According to the teaching of the invention, a series impedance element 26, 28, 30 is directly interposed between each of the three electrodes 16, 18, 20 and the capacitive bridge 14 so as to form a low-pass filter.

Owing to the presence of these series impedance elements 26, 28, 30, a decrease in noise level is observed during acceleration measurements.

Advantageously, the series impedance elements 26, 28, 30 are resistors of equal value. Each resistor is, for example, substantially less than several hundred kilo ohms.

Thus, it has been observed that, for capacitors C1, C2 of six hundred femtofarads, with an excitation frequency equal to thirty-two kilohertz, the use of resistors 26, 28, 30 of two hundred and seventy kilo ohms allows good noise reduction results to be obtained.

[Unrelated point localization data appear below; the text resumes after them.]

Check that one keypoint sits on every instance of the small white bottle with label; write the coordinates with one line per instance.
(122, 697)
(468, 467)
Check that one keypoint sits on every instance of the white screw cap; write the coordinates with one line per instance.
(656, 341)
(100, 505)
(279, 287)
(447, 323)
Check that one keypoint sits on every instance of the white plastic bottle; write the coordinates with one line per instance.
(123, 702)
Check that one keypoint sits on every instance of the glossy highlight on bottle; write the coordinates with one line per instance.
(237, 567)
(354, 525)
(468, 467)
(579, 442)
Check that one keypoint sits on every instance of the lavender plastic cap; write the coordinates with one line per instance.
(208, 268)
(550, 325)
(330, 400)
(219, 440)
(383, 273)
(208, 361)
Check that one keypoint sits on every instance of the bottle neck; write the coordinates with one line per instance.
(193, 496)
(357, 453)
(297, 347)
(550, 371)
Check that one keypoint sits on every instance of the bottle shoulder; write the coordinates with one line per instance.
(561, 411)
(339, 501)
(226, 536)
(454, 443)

However, the value of resistors 26, 28, 30 could be chosen within a wide range depending upon the excitation frequency of the circuit.

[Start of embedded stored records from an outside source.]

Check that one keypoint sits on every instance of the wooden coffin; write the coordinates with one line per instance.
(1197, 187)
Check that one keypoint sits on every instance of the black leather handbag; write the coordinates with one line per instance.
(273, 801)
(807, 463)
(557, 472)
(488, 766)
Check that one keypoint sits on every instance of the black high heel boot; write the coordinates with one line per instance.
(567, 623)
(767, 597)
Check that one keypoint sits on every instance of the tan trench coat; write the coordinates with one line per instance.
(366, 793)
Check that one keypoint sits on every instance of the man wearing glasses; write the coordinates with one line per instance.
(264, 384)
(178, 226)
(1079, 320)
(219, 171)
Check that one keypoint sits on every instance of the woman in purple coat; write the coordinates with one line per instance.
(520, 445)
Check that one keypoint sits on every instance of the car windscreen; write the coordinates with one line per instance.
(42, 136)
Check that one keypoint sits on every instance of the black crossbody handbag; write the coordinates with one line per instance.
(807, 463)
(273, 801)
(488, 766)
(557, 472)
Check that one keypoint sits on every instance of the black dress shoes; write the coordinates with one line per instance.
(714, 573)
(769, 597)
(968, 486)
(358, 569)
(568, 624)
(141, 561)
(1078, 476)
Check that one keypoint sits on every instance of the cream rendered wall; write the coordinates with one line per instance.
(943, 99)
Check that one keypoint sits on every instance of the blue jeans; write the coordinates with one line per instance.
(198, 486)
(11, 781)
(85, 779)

It will be noted that, contrary to what one might have feared, resistors 26, 28, 30 have no negative effect on the precision of the acceleration measurements, or on the sensitivity of such measurements.

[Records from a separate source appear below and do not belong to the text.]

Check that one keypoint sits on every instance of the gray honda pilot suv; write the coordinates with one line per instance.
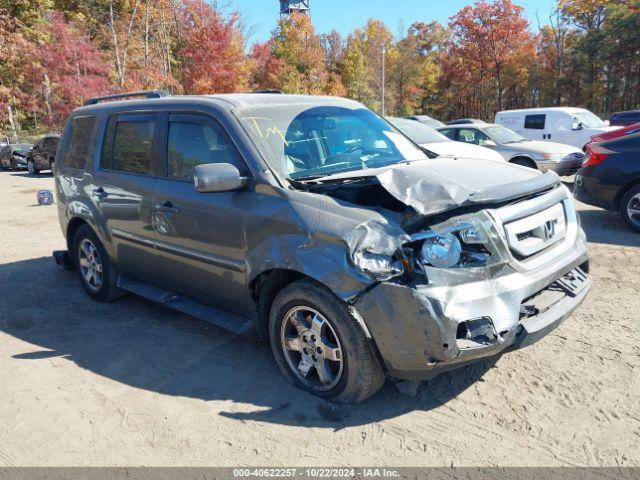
(315, 224)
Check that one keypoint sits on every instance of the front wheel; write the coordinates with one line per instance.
(319, 346)
(630, 208)
(31, 166)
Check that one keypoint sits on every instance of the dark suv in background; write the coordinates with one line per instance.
(43, 155)
(314, 223)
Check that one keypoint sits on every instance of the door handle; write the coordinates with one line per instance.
(167, 207)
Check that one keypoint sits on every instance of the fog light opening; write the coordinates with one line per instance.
(476, 333)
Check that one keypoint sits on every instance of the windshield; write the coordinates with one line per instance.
(588, 119)
(22, 147)
(299, 141)
(418, 132)
(503, 135)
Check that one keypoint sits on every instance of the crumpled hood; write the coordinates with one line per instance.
(441, 184)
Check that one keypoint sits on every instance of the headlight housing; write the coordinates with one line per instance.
(470, 241)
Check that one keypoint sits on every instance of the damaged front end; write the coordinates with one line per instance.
(479, 274)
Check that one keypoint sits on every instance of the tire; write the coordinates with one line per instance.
(31, 166)
(631, 201)
(341, 351)
(524, 162)
(88, 252)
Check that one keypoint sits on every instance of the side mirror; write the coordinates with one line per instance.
(488, 143)
(218, 177)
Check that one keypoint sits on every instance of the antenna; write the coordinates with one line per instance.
(287, 7)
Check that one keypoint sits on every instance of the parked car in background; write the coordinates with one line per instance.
(610, 177)
(43, 155)
(620, 132)
(437, 143)
(571, 126)
(465, 121)
(427, 120)
(562, 159)
(312, 222)
(14, 156)
(625, 118)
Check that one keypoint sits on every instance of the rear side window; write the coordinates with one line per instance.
(196, 143)
(80, 142)
(535, 122)
(128, 144)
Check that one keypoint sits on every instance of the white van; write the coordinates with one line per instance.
(573, 126)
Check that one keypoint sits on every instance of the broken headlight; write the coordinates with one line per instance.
(455, 244)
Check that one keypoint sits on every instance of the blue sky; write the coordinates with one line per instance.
(261, 15)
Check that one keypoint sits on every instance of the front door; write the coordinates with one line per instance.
(123, 188)
(200, 236)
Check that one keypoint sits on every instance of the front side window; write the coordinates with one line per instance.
(535, 122)
(80, 142)
(128, 144)
(471, 135)
(195, 143)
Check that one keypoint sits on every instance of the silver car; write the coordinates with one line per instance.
(562, 159)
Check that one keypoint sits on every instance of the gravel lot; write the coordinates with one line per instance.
(132, 383)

FIG. 3 shows an accelerometer 32, which is made in accordance with the teaching of the invention and which includes an electronic circuit 10 like that which has just been described.

Accelerometer 32 is here of the type with three axes, i.e. it enables the value of three components of an acceleration to be measured along three orthogonal axes X, Y, Z. For this purpose, accelerometer 32 includes three capacitive sensors 12a, 12b, 12c which are provided respectively for measuring the value of the three components.

Each capacitive sensor 12a, 12b, 12c is connected across an associated capacitive bridge 14a, 14b, 14c with a resistor 26, 28, 30 interposed between each electrode 16, 18, 20 and the capacitive bridge 14a, 14b, 14c. Each capacitive bridge 14a, 14b, 14c generates an electric output signal Vs_x, Vs_y, Vs_z representative of an acceleration along the associated X, Y, Z axis.

Owing to electronic circuit 10 according to the invention, accelerometer 32 has improved measuring reliability. In fact, the presence of resistors 26, 28, 30 improves the uncoupling properties between capacitive sensors 12a, 12b, and 12c such that they no longer disturb each other.

It should be noted that the invention also applies to a circuit including a capacitive sensor used for measuring a force corresponding to an application of pressure on the sensor.

Claims

1. An electronic circuit for measuring a force, including a capacitive sensor connected to a capacitive bridge, wherein the capacitive sensor includes a moving electrode suspended elastically between a first and a second fixed electrode so as to form respectively a first and a second capacitor whose capacitance is variable, wherein the capacitive bridge generates an electric output signal, which is a function of the capacitance variations of the capacitors, wherein the capacitance value of each capacitor is substantially lower than one picofarad, when the moving electrode occupies a rest position, wherein the excitation frequency of the circuit is comprised overall within the low frequency range, a wherein a series impedance element is interposed between each of the three electrodes and the capacitive bridge so as to form a low-pass filter.

2. The electronic circuit according to claim 1, wherein the series impedance elements are identical.

3. The electronic circuit according to claim 1, wherein the series impedance elements are resistors.

4. The electronic circuit according to claim 3, wherein the value of each resistor is less than four hundred kilo ohms.

5. The electronic circuit according to claim 1, wherein the capacitive bridge is of the charge compensation type.

6. The electronic circuit according to claim 1, wherein the capacitance of each capacitor is less than or equal to six hundred femtofarads.

7. An accelerometer, wherein it includes an electronic circuit according to claim 1, and wherein it includes at least two capacitive sensors which measure acceleration values respectively in at least two directions, each capacitive sensor being connected to an associated capacitive bridge with the insertion of series impedance elements.

8. The accelerometer according to claim 7, wherein it includes three capacitive sensors which measure acceleration values respectively in three directions orthogonal to each other.